Segundo o professor Joel Gallant, da John Hopkins University, de Baltimore, Maryland, EUA, 50% dos pacientes tratados com o coquetel nos Estados Unidos tornam-se resistentes às drogas que, assim, não conseguem eliminar o vírus.
Embora a curto prazo o tratamento seja eficaz, estamos preocupados com esse alto porcentual de resistência, revelou.
Gallant vai falar sobre o tema hoje na 2ª Conferência Brasil-John Hopkins University sobre HIV/Aids, que começou ontem no Rio de Janeiro.
Os estudos realizados pela universidade demonstram, explicou o professor, que a resistência surge quando o paciente, seja por falha sua ou por má orientação médica, não toma as doses de medicamentos de forma correta. O mesmo acontece quando o doente já se tratou antes com tantas drogas que o vírus tornou-se extremamente resistente.
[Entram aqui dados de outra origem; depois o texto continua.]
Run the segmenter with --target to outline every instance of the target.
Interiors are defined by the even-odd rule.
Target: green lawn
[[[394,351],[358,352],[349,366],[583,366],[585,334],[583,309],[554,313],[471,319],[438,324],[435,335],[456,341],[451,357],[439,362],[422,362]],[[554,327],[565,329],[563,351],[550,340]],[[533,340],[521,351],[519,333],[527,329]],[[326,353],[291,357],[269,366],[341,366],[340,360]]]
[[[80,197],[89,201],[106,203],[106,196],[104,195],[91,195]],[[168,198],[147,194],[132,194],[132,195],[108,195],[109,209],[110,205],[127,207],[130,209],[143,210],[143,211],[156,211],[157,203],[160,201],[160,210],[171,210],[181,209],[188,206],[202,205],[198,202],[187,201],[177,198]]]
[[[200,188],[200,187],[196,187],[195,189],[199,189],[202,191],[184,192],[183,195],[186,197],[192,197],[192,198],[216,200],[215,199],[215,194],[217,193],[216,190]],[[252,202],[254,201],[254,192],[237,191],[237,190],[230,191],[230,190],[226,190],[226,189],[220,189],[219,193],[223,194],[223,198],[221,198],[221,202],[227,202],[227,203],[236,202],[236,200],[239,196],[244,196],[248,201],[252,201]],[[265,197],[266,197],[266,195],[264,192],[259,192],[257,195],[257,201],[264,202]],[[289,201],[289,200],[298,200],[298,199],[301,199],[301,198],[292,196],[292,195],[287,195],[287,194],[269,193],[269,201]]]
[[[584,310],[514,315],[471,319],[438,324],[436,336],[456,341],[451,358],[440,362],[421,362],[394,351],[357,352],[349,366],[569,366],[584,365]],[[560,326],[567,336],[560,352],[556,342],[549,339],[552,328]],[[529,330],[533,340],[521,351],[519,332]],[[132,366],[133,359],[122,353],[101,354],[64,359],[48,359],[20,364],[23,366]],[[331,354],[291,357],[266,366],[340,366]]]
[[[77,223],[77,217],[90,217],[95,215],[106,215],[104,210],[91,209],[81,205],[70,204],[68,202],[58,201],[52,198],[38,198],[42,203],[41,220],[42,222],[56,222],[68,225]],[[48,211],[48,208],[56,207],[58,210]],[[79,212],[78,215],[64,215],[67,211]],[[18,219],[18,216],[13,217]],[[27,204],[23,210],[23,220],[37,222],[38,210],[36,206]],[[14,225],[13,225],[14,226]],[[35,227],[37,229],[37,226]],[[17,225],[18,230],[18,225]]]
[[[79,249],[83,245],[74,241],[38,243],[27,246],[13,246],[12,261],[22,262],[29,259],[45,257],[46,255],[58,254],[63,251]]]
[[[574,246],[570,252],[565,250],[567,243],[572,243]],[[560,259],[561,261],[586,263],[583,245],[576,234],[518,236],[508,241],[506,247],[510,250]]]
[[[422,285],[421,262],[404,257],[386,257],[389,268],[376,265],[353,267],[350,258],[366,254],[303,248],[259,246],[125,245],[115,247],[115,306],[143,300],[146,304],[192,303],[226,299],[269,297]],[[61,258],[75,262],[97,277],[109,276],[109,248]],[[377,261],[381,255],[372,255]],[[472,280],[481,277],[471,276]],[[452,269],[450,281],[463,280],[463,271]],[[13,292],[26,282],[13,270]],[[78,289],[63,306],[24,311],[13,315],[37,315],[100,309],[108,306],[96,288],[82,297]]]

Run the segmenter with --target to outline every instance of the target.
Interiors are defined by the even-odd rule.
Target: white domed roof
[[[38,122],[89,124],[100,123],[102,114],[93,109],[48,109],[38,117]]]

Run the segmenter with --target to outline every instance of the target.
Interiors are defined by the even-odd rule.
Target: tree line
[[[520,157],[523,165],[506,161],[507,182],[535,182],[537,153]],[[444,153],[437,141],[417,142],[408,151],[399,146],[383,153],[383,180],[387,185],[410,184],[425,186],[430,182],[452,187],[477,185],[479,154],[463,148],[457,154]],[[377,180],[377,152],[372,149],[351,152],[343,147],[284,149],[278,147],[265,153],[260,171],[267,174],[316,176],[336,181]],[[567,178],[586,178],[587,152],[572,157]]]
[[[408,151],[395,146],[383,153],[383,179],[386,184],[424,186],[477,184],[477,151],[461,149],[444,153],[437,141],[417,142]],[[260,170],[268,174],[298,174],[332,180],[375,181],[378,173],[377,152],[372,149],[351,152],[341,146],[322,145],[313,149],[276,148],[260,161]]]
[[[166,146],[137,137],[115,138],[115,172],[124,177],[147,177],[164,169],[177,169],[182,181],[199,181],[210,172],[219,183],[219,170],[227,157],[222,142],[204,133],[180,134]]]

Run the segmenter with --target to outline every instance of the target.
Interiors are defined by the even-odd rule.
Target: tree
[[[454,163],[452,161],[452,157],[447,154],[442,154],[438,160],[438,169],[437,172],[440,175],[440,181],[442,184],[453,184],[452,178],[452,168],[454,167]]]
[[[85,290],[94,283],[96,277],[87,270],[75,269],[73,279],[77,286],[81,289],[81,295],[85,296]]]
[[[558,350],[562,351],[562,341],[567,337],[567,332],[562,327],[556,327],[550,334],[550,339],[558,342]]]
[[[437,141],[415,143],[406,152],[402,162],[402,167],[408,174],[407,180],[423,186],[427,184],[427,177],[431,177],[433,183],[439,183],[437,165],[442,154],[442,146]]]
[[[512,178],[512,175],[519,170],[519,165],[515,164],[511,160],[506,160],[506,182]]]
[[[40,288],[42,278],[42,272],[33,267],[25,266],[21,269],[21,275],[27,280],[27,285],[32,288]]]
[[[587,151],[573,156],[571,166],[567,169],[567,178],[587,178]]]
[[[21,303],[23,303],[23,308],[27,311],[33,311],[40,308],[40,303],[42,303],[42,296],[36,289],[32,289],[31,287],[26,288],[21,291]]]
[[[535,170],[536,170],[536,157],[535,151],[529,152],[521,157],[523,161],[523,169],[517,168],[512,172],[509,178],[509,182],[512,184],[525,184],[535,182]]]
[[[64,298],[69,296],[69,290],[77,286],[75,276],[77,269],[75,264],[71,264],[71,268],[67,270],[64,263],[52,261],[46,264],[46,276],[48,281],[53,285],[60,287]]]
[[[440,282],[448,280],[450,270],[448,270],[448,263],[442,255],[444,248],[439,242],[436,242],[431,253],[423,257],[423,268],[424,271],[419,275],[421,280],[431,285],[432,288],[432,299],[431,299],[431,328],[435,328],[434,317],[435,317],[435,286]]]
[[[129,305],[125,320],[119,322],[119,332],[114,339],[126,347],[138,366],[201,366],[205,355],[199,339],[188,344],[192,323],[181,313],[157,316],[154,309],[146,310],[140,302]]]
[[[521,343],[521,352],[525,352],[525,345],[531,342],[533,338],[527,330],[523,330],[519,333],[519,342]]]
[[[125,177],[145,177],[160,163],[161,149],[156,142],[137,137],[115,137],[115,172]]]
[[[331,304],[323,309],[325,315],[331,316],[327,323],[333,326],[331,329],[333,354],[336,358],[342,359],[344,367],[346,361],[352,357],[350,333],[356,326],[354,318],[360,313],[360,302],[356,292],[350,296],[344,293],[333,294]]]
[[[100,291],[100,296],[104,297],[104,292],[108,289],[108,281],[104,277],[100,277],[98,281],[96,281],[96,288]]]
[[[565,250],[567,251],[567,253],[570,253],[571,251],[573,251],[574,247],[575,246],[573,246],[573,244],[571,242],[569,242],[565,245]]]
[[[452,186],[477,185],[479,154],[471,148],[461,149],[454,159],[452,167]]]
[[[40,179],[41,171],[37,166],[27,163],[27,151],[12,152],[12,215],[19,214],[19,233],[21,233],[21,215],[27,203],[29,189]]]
Para prevenir o problema, ele aconselha que o médico tenha cuidado na prescrição dos remédios. O paciente também tem um papel fundamental, porque qualquer pequeno erro pode ser perigoso, alertou ontem, Joel Gallant.
Além das dificuldades no manuseio da terapia anti-retroviral, as manifestações neurológicas, psiquiátricas, dermatológicas e ginecológicas na infecção pelo HIV são alguns dos temas que também serão debatidos hoje no Rio.